The flooding is not due to a nearby waterway - it is due to the slope & terrain of the farm field about 100' away, and the location of the garden. There is a (wash? swale?) that runs through the field, and extends into my friend's property. No marsh, just a low spot (although there is marsh down slope from me). The area is dry most of the year & cultivated, but there can be a lot of drainage from the field during heavy rainfall... my friends jokingly call it "(their name) River". It flows harmlessly across their lawn, and can wash away exposed soil - but nothing regulated by the DNR.

When I first started gardening there, the rain mostly went around the garden; but a heavy flash flood several years ago (4-5" in a few hours) flooded much of their yard, and stripped away a substantial amount of topsoil from my garden in the lower 1/3 (that same storm flooded my culvert onto the street 15" deep, and nearly reaching my foundation.) Subsequent cultivation filled in the low spots, but the resultant level was too low to drain properly.

The garden is permanently fenced on two sides, with the two open sides used for tractor access during tilling (those sides are fenced just before planting). The water enters through one of those open sides. If I move the fence to cover the presently open sides, I can build a berm against the fence to direct the flow around the garden (which will also bury the lower part of the fence). That would (or should) prevent any further loss of soil, and allow me to restore the low area to its previous level. It will probably require about 2 cubic yards of topsoil to replace what was lost.

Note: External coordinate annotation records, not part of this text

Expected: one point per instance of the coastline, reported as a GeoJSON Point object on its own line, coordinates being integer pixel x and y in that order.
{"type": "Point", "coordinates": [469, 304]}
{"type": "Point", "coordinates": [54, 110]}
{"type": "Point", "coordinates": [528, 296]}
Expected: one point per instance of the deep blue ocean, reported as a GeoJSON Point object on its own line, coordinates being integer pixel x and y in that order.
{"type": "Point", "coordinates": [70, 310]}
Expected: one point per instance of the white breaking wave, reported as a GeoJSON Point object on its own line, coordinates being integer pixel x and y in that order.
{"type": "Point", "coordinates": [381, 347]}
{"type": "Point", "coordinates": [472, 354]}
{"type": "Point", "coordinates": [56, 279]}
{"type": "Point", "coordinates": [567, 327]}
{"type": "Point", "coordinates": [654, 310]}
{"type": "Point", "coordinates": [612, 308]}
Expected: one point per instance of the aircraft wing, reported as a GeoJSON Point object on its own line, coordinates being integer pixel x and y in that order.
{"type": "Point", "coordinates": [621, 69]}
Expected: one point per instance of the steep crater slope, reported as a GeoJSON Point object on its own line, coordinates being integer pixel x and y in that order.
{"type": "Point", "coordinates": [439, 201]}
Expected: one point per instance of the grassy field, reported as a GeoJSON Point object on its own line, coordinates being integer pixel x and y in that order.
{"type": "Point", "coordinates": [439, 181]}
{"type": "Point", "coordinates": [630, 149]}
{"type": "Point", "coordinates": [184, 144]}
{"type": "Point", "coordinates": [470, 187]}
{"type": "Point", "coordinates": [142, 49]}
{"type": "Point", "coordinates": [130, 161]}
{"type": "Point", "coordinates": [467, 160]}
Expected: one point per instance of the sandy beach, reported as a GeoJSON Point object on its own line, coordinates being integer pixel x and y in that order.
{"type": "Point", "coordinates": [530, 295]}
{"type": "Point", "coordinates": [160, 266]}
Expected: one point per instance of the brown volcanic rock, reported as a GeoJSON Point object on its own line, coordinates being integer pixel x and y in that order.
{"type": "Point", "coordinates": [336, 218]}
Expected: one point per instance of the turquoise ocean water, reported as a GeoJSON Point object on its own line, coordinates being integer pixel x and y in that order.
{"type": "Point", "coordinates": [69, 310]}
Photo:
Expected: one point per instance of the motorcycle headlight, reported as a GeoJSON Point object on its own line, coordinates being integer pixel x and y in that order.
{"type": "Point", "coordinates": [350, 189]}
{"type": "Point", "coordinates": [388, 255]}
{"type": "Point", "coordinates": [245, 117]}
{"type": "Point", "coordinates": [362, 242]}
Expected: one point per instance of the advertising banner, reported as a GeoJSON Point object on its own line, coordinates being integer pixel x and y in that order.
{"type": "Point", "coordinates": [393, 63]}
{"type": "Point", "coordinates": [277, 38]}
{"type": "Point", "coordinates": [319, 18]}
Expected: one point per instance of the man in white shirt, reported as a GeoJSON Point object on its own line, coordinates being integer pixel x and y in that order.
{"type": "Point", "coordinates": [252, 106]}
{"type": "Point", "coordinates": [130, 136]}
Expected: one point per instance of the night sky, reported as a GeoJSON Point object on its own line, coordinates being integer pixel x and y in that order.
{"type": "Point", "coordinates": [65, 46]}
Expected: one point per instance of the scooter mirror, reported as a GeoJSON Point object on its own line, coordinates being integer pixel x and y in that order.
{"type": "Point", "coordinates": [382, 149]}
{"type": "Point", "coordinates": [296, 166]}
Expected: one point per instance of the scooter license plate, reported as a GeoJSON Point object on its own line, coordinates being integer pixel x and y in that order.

That is if DW & I still want to garden the full 10,000 square feet of that garden, in addition to the 1600 square feet of our home plots... something as yet undecided. My heart says "yes", but we are not getting younger, and it may be time to scale back. I will be extending the home plots a little more this year, as part of a gradual shift away from the rural plot... but regardless of scale, I would still use that remote plot for saving pure seed.